Seasonal Ingredient of the Week: Cranberries
Mostly associated with Christmas dinner and chutneys and sauces, cranberries follow us through the festive season to January, bringing a welcomed pop of colour and a tart, fresh taste against a background of otherwise hearty food in the colder months. Whilst at first a little daunting due to their tart taste if eaten raw, cranberries make the perfect addition to both sweet and savoury once stewed.
Cranberries grow wild across Northern Europe, coming into season from October until January. Rich in vitamins C and D, as well as potassium and iron, they are well deserving of their superfood title, believed to be a natural remedy for a host of health conditions. For the best, choose firm, plump and shiny berries.

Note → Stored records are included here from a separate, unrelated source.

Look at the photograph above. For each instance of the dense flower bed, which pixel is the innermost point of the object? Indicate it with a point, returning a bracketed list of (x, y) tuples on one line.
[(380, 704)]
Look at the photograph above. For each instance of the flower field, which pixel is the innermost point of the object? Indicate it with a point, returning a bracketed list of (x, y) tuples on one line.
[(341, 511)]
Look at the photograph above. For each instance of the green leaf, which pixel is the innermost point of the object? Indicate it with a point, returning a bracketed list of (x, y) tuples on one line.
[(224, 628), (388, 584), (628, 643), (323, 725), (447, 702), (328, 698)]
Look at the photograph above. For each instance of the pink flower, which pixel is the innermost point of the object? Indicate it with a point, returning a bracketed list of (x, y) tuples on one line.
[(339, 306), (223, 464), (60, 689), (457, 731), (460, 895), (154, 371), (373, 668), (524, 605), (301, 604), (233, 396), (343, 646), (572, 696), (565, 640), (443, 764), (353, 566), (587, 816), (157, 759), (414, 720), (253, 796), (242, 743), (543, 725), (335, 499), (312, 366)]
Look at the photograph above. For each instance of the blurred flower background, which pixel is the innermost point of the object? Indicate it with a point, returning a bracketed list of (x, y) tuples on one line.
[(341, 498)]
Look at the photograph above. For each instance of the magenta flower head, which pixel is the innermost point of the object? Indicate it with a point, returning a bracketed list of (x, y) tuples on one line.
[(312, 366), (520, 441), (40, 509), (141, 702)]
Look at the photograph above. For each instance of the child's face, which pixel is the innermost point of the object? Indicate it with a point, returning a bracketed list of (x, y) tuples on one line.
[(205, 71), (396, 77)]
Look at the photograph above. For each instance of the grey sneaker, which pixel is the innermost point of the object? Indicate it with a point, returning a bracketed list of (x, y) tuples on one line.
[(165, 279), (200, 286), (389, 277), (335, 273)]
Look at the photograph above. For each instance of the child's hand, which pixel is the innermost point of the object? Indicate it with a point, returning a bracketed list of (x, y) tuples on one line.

- Tart in flavour, cranberries benefit from a little added sweetness, whether it be honey, maple or sweeter fruits such as apple or dates. Simply add to a pot with a little water, add your choice of sweetener and stew for 5-10 minutes over a medium heat until the cranberries are broken down into a compote. Store in the fridge for up to 5 days, or freeze.
- How to use your compote? There’s endless options! Use it to top your porridge, stir it through your porridge whilst it’s cooking for a tinted pink breakfast, serve with coconut yoghurt, serve with pancakes or waffles, mix it into cake batter, add it to a raw cheesecakes to create a cranberry layer or simply spread it on rice cakes for a snack.
- And don’t be limited to sweet. Serve your compote with lamb or turkey for a homemade cranberry sauce.
- They're great to use fresh too. Add the cranberries to a muffin mix and they’ll cook and break down in the oven for a pop of flavour, complimented by the sweetness of the muffin.